Probably the most comprehensive evaluation suite for GUI Agents!

-


TL;DR

Over the past few weeks, we’ve been working tirelessly on making GUI agents more open, accessible and straightforward to integrate. Along the best way, we created the biggest benchmarking suite for GUI agents performances 👉 allow us to introduce ScreenSuite.

We’re very excited to share it with you today: ScreenSuite is essentially the most comprehensive and easiest method to evaluate Vision Language Models (VLMs)across many agentic capabilities!



WTF is a GUI Agent?

GUI Agents in motion – courtesy of OSWorld

In brief, an AI Agent is a robot that acts within the virtual world. (more thorough definition here)

Specifically, a “GUI Agent” is an agent that lives in a GUI. Think “an agent that may do clicks and navigate on my desktop or my phone”, à la Claude Computer Use.

This implies in essence that the AI model powering the agent shall be given a task like “Fill the remaining of this Excel column”, together with screen captures of the GUI. Using this information, it can then resolve to take motion on the system : click(x=130, y=540) to open an online browser, type(”Value for XYZ in 2025"), scroll(down=2) to read further… To see a GUI agent in motion, you may try our Open Computer Agent, powered by Qwen2.5-VL-72B.

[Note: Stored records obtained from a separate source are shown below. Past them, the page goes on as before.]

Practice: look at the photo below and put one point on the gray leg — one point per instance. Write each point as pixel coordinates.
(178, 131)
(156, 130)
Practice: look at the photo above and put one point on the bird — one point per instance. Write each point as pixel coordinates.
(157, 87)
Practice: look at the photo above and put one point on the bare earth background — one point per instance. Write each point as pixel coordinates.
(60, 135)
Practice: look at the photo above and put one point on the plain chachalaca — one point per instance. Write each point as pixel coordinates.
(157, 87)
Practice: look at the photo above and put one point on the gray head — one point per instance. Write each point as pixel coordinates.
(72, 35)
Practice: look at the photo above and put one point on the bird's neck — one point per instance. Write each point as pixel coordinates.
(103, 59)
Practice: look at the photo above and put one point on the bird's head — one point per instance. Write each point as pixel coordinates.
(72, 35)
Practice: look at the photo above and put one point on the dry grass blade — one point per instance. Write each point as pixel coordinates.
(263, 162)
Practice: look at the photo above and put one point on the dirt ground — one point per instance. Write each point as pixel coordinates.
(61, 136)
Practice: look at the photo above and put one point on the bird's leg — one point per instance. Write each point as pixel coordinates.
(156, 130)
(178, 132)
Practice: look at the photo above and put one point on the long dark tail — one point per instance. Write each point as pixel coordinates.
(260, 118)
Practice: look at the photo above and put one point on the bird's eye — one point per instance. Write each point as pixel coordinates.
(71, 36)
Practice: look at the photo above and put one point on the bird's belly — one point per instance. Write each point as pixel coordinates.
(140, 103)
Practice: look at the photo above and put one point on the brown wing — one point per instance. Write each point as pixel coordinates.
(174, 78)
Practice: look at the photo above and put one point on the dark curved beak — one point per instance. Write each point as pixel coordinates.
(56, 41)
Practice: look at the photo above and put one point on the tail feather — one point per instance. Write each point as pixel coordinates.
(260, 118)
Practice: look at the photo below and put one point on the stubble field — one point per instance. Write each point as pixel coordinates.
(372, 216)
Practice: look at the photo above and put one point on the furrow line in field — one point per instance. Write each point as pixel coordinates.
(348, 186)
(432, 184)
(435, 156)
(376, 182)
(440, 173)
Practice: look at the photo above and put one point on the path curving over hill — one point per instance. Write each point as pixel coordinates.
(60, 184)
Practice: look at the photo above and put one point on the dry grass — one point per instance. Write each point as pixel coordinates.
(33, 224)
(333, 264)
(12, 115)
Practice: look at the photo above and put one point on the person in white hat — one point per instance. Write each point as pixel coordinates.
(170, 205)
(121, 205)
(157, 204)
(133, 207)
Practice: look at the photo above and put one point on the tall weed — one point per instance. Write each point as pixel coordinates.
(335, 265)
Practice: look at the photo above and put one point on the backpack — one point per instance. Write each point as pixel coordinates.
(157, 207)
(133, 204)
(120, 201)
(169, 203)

An excellent GUI agent will find a way to navigate a pc similar to we’d, thus unlocking all computer tasks : scrolling through Google Maps, editing a file, buying an item online. This involves quite a lot of capabilities that may be hard to guage.



Introducing ScreenSuite 🥳

The literature, as an illustration Xu et al. (2025) or Qin et al. (2025), generally splits GUI agent abilities amongst several categories:

  1. Perception: accurately perceiving the informati displayed on screen
  2. Grounding: understanding the positioning of elements – that is paramount to click the proper place
  3. Single step actions: solving instructions accurately over one motion
  4. Multi-step agents: solving a higher-level goal through several actions in a GUI environment.

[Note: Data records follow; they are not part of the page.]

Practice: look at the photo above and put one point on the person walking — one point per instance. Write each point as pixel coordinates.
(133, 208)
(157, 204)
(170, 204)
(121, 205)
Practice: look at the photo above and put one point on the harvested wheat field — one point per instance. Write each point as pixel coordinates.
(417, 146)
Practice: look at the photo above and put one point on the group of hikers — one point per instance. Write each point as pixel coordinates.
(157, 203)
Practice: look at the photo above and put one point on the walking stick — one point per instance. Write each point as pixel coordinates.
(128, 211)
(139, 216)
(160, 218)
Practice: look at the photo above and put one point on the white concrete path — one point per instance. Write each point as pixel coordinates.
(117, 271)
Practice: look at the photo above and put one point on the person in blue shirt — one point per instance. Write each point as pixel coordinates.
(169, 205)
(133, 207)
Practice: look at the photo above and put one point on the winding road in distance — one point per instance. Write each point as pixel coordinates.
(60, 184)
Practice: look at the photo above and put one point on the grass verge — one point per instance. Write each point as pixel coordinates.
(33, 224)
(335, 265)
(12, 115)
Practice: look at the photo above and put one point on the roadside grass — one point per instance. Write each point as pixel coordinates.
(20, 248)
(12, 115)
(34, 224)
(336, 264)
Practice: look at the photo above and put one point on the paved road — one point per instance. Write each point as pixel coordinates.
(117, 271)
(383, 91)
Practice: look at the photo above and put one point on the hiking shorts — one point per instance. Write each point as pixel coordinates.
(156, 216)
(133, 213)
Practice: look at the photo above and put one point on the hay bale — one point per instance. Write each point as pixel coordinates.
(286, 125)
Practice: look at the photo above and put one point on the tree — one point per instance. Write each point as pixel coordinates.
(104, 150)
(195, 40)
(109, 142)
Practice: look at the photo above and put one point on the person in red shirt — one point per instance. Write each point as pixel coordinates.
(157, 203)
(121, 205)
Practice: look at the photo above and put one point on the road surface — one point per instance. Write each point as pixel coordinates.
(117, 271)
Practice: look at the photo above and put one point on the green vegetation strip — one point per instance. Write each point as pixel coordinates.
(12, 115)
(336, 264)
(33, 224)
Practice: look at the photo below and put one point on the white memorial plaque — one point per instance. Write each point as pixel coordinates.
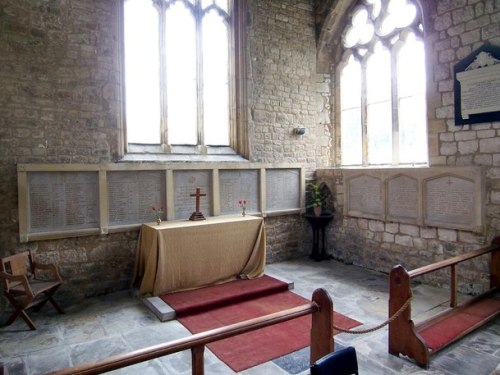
(60, 201)
(366, 197)
(449, 200)
(402, 199)
(236, 185)
(282, 189)
(131, 195)
(185, 184)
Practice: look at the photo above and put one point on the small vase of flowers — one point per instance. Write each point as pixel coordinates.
(243, 205)
(158, 213)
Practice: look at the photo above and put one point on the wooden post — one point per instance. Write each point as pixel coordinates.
(453, 286)
(197, 362)
(403, 337)
(322, 326)
(495, 265)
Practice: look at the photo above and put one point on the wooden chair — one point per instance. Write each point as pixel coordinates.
(28, 284)
(340, 362)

So our first contribution is to gather and unify a comprehensive suite of 13 benchmarks spanning the total range of those GUI agent capabilities.

When you take a look at the last category listed above, evaluating Multi-step agentic capabilities is particularly difficult because it requires virtual machines to run the agent’s environment, be it Windows, Android, Ubuntu… To deal with this, we offer support each for E2B desktop distant sandboxes, and we created from scratch a brand new option to simply launch Ubuntu or Android virtual machines in Docker!

Implementation details

We’ve rigorously designed our benchmark suite with modularity and consistency in mind, ensuring strong alignment across tasks and environments. When required, especially for online benchmarks, we leverage smolagents as framework layer to streamline agent execution and orchestration.

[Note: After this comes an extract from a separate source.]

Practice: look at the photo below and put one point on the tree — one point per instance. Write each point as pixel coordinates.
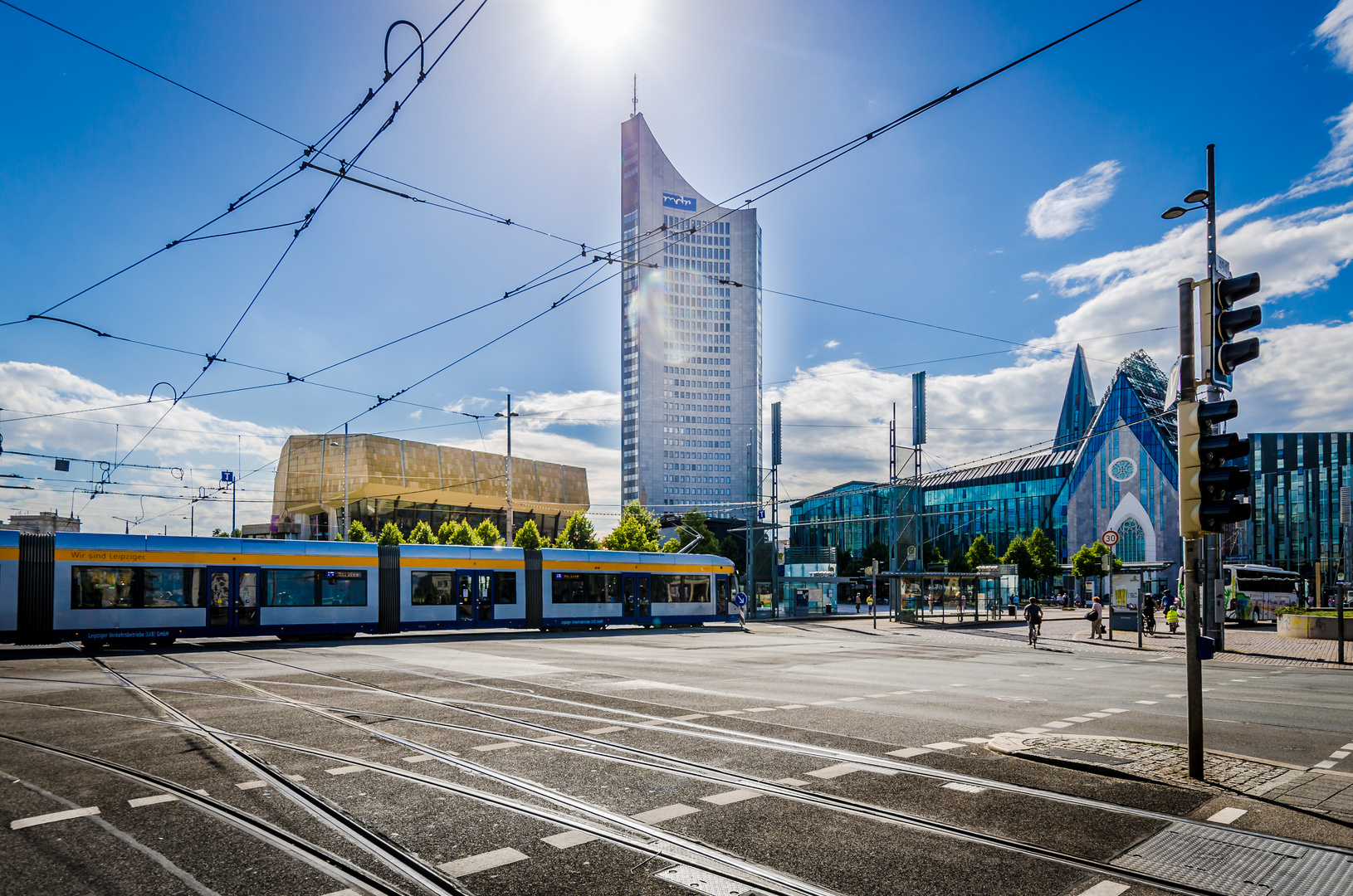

To support reproducibility and ease of use, we’ve built custom Dockerized containers that allow local deployment of full Ubuntu Desktop or Android environments.

Unlike many existing GUI benchmarks that depend on accessibility trees or other metadata alongside visual input, our stack is intentionally vision-only. While this may end up in different scores on some established leaderboards, we deem that it creates a more realistic and difficult setup, one which higher reflects how humans perceive and interact with graphical interfaces.

– All agentic frameworks (Android World, OSWorld, GAIAWeb, Mind2Web) use smolagents and rely solely on vision, with none accessibility tree or DOM added (in contrast with evaluation settings reported in other sources).
Mind2Web (Multimodal) originally used element-name-based multi-choice selection based on the accessibility tree and screenshots, but was later adapted to click precision inside bounding boxes using vision only, which significantly increases task difficulty.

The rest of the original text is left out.